You all have been very fortunate to be taking part in this simulation. As a
participant, you are showing to admissions officials and potential employers your
early aptitude in public speaking, team work, and rhetorical skills. You are also
enhancing your knowledge of how policy is formulated and how different
international actors relate to one another.
I hope to see some fierce debate, ingenious maneuvers, and tactical thinking all the
while respecting other participants. Remember to be courteous when debating and
please do come well prepared!
I wish you all the best of luck and look forward to the simulation!
Sincerely,
Michael
Committee Purpose/Objectives:
This is the cabinet of the Tito government of Yugoslavia in 1953. The ultimate
purpose of the council is to remain in power, by preserving the Tito government.

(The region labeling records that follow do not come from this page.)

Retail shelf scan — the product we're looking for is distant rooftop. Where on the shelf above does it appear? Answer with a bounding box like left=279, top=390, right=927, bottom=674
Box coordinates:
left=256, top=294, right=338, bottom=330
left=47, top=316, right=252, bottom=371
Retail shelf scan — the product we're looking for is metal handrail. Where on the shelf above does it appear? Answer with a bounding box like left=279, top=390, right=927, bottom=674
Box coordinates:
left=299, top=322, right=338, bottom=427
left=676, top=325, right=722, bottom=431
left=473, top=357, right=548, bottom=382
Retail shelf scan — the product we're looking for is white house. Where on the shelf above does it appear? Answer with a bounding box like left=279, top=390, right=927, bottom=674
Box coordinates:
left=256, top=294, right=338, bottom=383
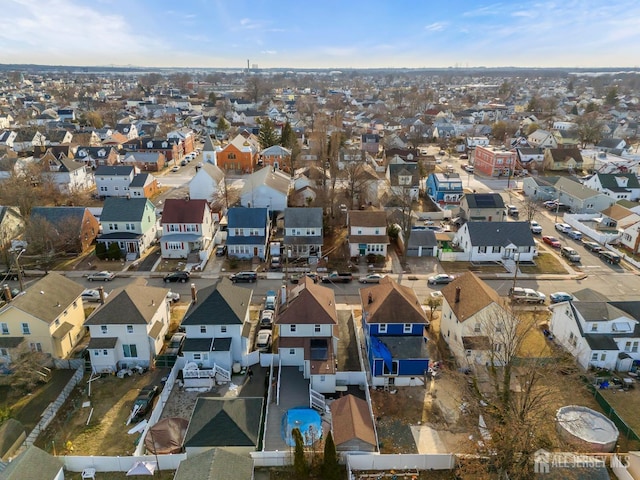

Beware, though, Josip Tito is a Stalinist dictator, and you’re presence on the council
is dependent on his good will.
Second, you should work as a council to advance the interests of the state of
Yugoslavia. You should shore up your defenses and diplomatic ties to prevent Soviet
interference, preserve your independence, advance your economic situation, and
expand your sphere of influence in the Balkans.
Historical Background:
PRE-WORLD WAR II:
The state of Yugoslavia was born during the chaos of World War I. Serbia, one of the
largest components of what would make up the future Yugoslavia, had war declared
on it by the Austria-Hungarian Empire after the assassination of the AustriaHungarian Arch-Duke Franz Ferdinand in Sarajevo in 1914. This declaration ignited
one of the bloodiest and largest wars in human history. This war was devastating f or
Serbia, resulting in the loss of one quarter of its pre-war population. It was in the
midst of this conflict that the Kingdom of Yugoslavia was proclaimed through the
Declaration of Corfu by Nikola Pasic and Ante Trumbic. The declaration established
a constitutional monarchy that encompassed the South Slavic lands of modern day
Slovenia, Croatia, Bosnia and Herzegovina, Serbia, Montenegro, Kosovo, and
Macedonia. After fighting off the Austro Hungarians and the Italians from
maintaining and annexing territory, The Kingdom of Yugoslavia was recognized as
an independent state by the international community at the Paris Peace Conference
of 1919.
After WWI, this new state was characterized by ethnic strife, royal dictatorship, and
international territorial disputes. The most apparent strife was between the Croats
and the Serbs. The Serbs, who had their own independent state before the war,
wished for Yugoslavia to be a centralized state under Serb domination. The Croats,
who had been under the control of Austria-Hungary for centuries, rejected this
desire for centralization and advocated a decentralized state. At the same time,
conflicts between Serbs, Kosovo Albanians, Macedonians, Muslims, and Slovenians
abounded. However, this discontent did not degenerate into outward violent
conflict.
Yugoslavia was ruled by the dictatorship of King Aleksandar through much of this
period. He centralized the state to the ire of the Croats and other minority groups
and abolished civil liberties. His tyrannical rule lasted until he was assassinated.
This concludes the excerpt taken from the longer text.